While the threat has since subsided, the need to ensure that this strategically important airport is kept in top shape is a responsibility that Concert Infrastructure has taken very seriously since signing a 30-year agreement with the Government of Nunavut in 2017. Concert Infrastructure (through its partner Winnipeg Airports Authority) is responsible for all airport operations including the safety and security of the terminal and airside flight operations.
The airport is a critical part of Nunavut’s regional transportation network, receiving daily food and important medical and industrial supply deliveries as well as providing connecting flights across Nunavut and northern Canada. It is also a key refueling location for both domestic and international flights.
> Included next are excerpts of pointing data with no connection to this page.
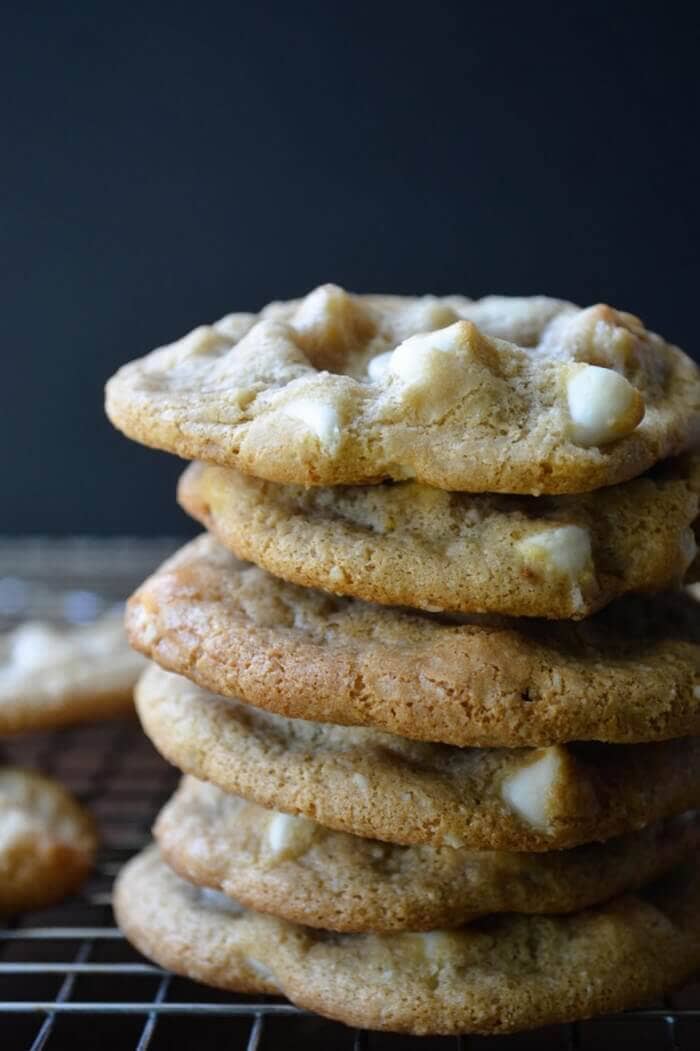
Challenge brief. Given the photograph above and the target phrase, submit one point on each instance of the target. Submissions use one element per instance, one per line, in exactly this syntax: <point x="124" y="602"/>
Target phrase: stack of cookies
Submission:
<point x="439" y="738"/>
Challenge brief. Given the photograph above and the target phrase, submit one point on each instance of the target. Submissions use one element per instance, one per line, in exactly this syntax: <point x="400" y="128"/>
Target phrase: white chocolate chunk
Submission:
<point x="602" y="405"/>
<point x="289" y="837"/>
<point x="328" y="323"/>
<point x="688" y="547"/>
<point x="320" y="417"/>
<point x="378" y="367"/>
<point x="425" y="314"/>
<point x="37" y="645"/>
<point x="564" y="550"/>
<point x="528" y="791"/>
In fact, the airport was built over 80 years ago during World War Two for that reason. During the “Battle of the Atlantic”, U-boats were too easily sinking supply ships bound for England, and the ability to allow supply planes to refuel at Iqaluit (and other northern airports) and reach Europe helped turn the tide of the war.
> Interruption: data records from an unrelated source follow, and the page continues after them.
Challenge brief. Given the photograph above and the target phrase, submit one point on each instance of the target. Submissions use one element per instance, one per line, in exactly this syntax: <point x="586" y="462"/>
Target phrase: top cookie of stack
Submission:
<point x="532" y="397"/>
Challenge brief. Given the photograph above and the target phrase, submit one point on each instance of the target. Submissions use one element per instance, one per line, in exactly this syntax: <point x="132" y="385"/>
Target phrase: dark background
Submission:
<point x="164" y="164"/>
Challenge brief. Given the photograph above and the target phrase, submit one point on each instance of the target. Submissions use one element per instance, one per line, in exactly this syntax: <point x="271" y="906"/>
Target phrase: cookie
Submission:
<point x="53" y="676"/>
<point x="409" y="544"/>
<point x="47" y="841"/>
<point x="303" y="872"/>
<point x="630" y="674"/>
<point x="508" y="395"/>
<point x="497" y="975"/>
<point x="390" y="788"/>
The airport has continued to play a significant role in supporting military operations in the Arctic region. The RCAF and United States Air Force often conduct joint North American Aerospace Defence Command (NORAD) training exercises, and Canada’s newly acquired F-35 fighter jets will soon join the squadron, requiring further upgrades to the facilities at CYFB to protect our northern border.
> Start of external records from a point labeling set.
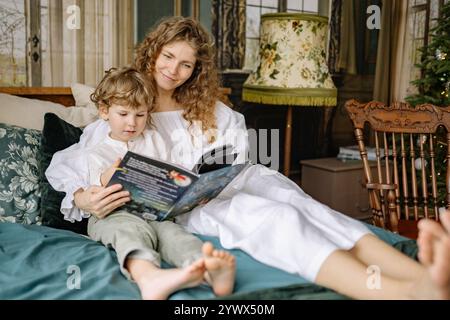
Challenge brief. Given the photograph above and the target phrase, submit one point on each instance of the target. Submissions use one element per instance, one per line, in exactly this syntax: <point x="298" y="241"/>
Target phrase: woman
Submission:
<point x="261" y="211"/>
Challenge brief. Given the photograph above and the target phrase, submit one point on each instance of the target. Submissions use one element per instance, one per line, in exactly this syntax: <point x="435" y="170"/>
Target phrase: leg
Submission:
<point x="158" y="284"/>
<point x="134" y="241"/>
<point x="431" y="282"/>
<point x="345" y="274"/>
<point x="372" y="251"/>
The Iqaluit airport is the first airport infrastructure project in North America to use a public-private partnership (P3) model, with the contract delineating specific levels of service being met, with all parts of the airport infrastructure replaced on an ongoing basis to ensure the airport is returned to the Government of Nunavut like new at the end of the contract term.
It’s a smart way to ensure this strategic northern gateway can continue to serve as a key social and economic link and ensure the protection of Canada’s northern coastal region for future generations, and solidify Concert Infrastructure as a trusted long-term community development partner.